Cloud-burst forwarding. Where local endpoints lack capability or capacity, the spec describes a cloud-burst forwarding subsystem that selectively forwards a request to a remote endpoint only after passing capability, capacity, disclosure, and cost tests, with the forwarded payload treated as an off-device disclosure event under the privacy invariant. Off-device inference is the governed exception, not the default.
Where They Fit Together
These are complementary, not mutually exclusive. A local model runner and the substrate answer different questions: one is "how do I run this model here," the other is "what persistent, governed entity owns and improves the models over the device's lifetime."

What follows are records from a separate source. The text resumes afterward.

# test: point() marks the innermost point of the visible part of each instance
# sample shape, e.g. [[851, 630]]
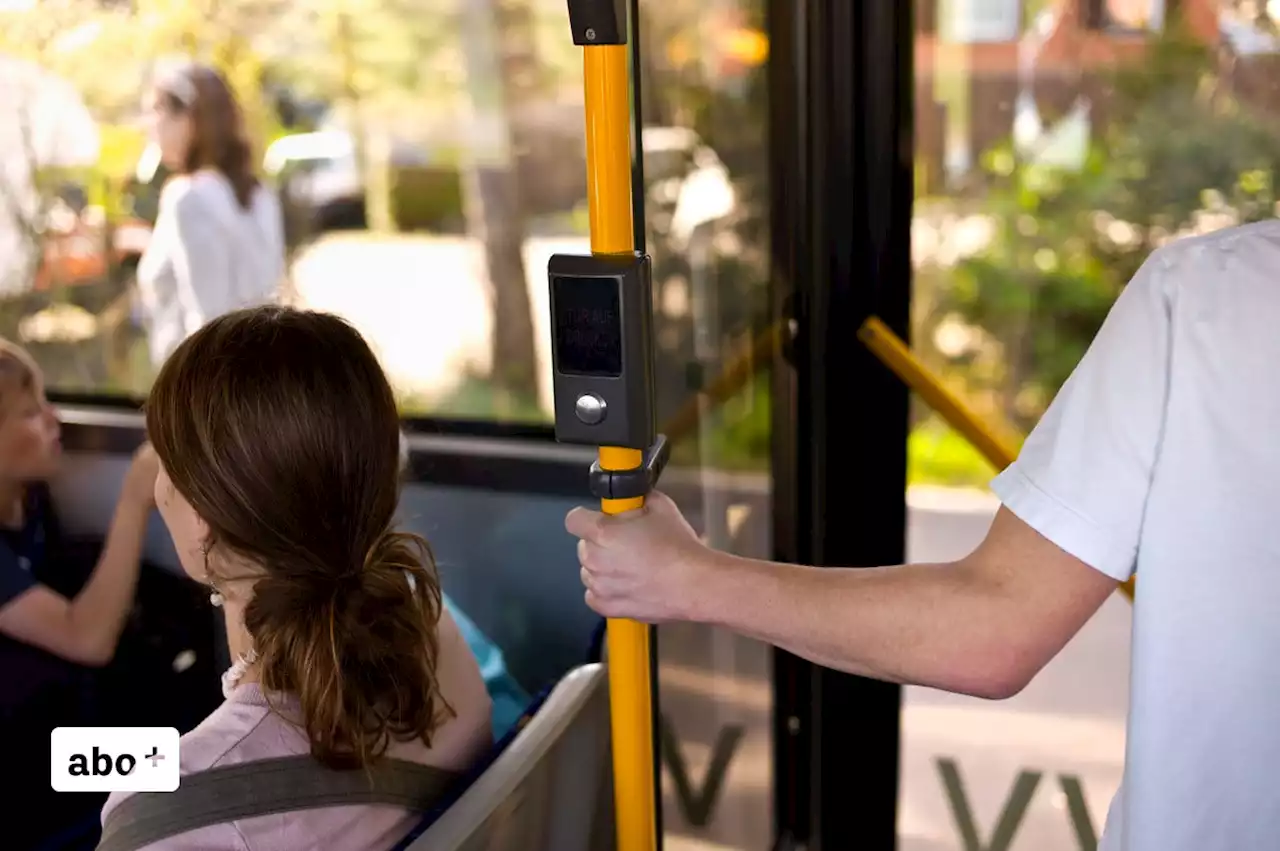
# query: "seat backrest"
[[549, 790]]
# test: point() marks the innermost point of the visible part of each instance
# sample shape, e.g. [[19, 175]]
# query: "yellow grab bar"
[[608, 178], [996, 445]]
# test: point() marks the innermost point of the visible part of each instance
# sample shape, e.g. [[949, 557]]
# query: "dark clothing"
[[167, 650]]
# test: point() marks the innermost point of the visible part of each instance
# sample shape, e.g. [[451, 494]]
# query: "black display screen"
[[588, 326]]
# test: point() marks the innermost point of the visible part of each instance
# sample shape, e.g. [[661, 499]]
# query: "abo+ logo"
[[114, 759]]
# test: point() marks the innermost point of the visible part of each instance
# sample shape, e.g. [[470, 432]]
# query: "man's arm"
[[86, 630], [981, 626]]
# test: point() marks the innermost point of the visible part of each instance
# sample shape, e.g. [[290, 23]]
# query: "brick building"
[[976, 58]]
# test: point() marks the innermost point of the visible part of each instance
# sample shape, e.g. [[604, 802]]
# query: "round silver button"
[[590, 408]]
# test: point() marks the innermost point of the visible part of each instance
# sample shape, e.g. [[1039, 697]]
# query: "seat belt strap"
[[268, 787]]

In practice a substrate implementation can sit above a local runtime. The spec is explicit that endpoints are defined by a model artifact plus an interface specification and dispatch protocol, and that base models may be frozen while a personal corpus model specializes their output. A local runner that exposes open-weight models behind a clean local API is a reasonable way to host those artifacts; the substrate contributes the persistent agent identity, the lineage-driven retraining pipeline, the governance policy evaluation, and the privacy invariant around them. If your only need is to run a model locally, the runner alone is sufficient. If you need an accountable, self-improving, policy-governed agent, the substrate is the layer you add.
Boundary Conditions
An honest accounting of limits matters here. The substrate is disclosed in a provisional application; it describes an architecture and its embodiments, not a shipped consumer product, and provisional status reflects an early filing stage rather than an issued or examined claim set. The personal corpus model relies on well-understood parameter-efficient fine-tuning techniques such as low-rank adaptation, and continuous on-device retraining is bounded by the device's real memory, compute, power, and thermal budgets. On modest hardware the retraining window may be long and the corpus model's benefit incremental. The continuity, lineage, and governance guarantees are properties of a correct implementation of the disclosed mechanisms; they are engineering commitments, and their strength depends on the enforcement mechanisms actually built, including any hardware-anchored attestation.
Ollama, for its part, does not claim to be an agent platform, a governance layer, or a personalization pipeline, and it should not be judged as though it failed to be one. It is a focused, well-executed local model runner, and much of what the substrate composes could be built atop a runtime like it.
Disclosure Scope
The mechanisms attributed to the disclosed approach in this article trace to U.S. Provisional Application No. 64/070,239, which discloses the Agent-Resident Execution Substrate, including the persistent semantic agent and its identity, cognitive state, lineage, and governance policy fields; the managed inference tool registry and tool lifecycle controller; the lineage-driven retraining pipeline and personal corpus model; the governance policy framework and privacy invariant; and the cloud-burst forwarding subsystem. The description of Ollama and the surrounding market framing is provided as external context to locate the invention on a single architectural axis; it is not part of the filing and is not a claim of the application. Nothing here asserts that Ollama is defective, infringing, or deficient for its intended purpose; Ollama is a capable local model runner, and the comparison is limited to the structural difference between running models locally and hosting a persistent, governed agent that owns and improves them.